Medical Device Sterilization

Medical Device Sterilization


Sterilization can not only kill disease causing microorganisms but also eliminates transmissible agents such as spores and bacteria. It achieves this through the use of Sterilants such as radiation, chemicals, heat, etc.

Different methods of sterilization

Sterilization methods remove or destroy all forms of microbial life including bacterial spores by either physical or chemical processes. Sterilization is accomplished principally by steam under pressure, by dry heat, and by chemical sterilants. The choice of the method for sterilization depends on a number of factors including the type of material that the object to be sterilized is made of, the number and type of microorganisms involved, the classification of the item, and availability of sterilization methods.

NOTE:

  • Boiling and flaming are not effective sterilization techniques because they do not effectively kill all microorganisms.
  • Large health care facilities should have more than one type of sterilization system in case of power outage, equipment failure, or shortage of supplies

Listed below are a few industry recommended practices for Sterilization

  1. Effective sterilization cannot occur without effective cleaning. The process of sterilization is negatively affected by the amount of bioburden and the number, type, and inherent resistance of microorganisms on the items to be sterilized. "Cleaning" the device prior to the sterilization process, will remove any soils, oils, and other materials that may shield microorganisms on the device from contact with the Sterilant.

  2. Utilizing appropriate packaging (as per industry standards) ensures that sterility can be achieved and maintained to the point of use.

  3. Sterilized materials should be packaged, labeled, and stored in a manner to minimize exposure to moisture, dust, temperature, humidity, handling, etc and thus ensure sterility.
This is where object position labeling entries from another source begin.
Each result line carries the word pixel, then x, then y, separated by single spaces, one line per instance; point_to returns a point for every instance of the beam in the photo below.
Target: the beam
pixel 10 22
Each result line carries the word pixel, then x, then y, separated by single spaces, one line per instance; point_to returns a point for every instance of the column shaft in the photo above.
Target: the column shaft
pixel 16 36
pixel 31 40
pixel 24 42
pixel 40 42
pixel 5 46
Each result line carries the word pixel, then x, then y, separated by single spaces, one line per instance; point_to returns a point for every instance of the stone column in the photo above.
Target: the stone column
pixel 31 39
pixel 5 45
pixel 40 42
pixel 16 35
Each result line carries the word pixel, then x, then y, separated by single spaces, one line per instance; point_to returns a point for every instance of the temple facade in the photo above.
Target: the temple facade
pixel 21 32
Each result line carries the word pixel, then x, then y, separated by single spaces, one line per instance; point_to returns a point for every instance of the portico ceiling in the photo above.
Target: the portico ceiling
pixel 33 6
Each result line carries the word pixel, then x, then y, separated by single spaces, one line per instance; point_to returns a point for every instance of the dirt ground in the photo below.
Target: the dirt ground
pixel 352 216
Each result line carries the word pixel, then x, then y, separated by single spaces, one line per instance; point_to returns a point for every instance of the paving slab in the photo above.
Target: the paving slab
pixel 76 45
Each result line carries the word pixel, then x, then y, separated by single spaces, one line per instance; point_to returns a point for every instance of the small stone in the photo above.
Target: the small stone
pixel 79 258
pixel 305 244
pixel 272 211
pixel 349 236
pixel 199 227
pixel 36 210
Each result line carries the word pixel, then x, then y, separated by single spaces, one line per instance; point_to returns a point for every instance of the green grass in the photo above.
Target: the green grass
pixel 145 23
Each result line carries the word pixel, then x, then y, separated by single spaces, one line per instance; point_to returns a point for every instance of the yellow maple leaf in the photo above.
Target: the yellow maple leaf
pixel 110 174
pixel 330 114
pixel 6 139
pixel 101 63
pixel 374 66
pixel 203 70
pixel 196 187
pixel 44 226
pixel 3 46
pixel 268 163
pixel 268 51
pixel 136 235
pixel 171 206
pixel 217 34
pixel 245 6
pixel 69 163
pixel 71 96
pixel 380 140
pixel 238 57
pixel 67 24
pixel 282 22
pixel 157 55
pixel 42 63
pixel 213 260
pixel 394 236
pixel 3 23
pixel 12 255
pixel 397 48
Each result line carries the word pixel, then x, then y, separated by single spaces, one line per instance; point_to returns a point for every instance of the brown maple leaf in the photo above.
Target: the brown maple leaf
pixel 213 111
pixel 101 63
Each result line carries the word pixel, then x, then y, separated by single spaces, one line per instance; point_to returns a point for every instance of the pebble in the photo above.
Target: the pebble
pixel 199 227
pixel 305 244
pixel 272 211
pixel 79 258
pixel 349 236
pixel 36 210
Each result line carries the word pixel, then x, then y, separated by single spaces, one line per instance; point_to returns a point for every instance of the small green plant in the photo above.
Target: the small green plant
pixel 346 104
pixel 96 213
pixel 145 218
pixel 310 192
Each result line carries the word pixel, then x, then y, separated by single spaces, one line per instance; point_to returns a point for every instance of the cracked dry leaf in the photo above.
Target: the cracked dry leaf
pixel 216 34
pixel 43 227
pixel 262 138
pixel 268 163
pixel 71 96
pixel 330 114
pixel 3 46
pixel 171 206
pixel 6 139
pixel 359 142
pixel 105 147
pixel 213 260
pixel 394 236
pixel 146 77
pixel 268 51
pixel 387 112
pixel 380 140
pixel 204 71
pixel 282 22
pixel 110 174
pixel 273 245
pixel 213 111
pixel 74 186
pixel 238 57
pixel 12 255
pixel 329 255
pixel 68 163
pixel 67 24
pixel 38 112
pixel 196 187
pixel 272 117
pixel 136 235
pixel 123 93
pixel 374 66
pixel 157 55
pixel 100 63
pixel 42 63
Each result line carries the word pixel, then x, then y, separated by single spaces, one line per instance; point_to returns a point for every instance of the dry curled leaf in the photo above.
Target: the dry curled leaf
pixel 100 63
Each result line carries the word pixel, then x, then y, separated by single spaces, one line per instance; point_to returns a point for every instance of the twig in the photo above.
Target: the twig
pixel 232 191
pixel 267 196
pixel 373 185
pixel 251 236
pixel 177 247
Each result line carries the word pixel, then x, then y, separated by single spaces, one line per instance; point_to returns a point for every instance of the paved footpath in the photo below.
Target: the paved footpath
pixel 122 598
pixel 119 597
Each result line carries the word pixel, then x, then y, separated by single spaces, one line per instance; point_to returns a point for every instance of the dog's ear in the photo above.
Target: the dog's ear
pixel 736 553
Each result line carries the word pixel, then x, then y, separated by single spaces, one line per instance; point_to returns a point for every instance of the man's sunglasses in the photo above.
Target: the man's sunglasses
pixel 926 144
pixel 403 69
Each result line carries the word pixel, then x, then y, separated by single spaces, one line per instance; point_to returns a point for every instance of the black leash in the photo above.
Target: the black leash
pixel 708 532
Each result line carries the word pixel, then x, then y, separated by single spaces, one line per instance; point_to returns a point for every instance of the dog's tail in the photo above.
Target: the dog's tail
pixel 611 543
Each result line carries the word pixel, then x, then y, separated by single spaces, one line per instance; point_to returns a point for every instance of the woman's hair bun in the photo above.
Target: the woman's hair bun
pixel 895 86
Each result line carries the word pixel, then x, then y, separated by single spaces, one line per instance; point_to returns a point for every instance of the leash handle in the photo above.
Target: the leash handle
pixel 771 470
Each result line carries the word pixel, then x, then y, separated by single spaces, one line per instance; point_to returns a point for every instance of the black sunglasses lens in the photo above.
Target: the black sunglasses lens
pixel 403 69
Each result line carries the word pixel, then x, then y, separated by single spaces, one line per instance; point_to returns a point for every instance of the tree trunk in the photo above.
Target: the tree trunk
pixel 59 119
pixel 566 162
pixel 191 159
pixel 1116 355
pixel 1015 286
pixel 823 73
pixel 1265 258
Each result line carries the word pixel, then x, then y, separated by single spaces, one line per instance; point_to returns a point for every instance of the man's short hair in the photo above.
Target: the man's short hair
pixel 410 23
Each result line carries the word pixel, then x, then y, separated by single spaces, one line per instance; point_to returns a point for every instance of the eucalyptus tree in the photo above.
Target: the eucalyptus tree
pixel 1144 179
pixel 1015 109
Each item should be marked with the sterilization date.

  4. Transportation of sterile devices needs to be controlled, since it is dependent on the amount of handling, external conditions, packaging quality and other factors.

  5. Sterilization records have to be maintained as per specifications of health care organization's policies and in compliance with local, state, and federal regulations. Documentation should include: the assigned lot number, contents of each load, and results of physical, chemical, and biological monitors.

  6. Policies and procedures for sterilization processes should be developed, reviewed periodically, and readily available in the practice setting.

  7. Quality control programs that enhance personnel performance and monitor sterilization efficacy should be established to promote patient and employee safety.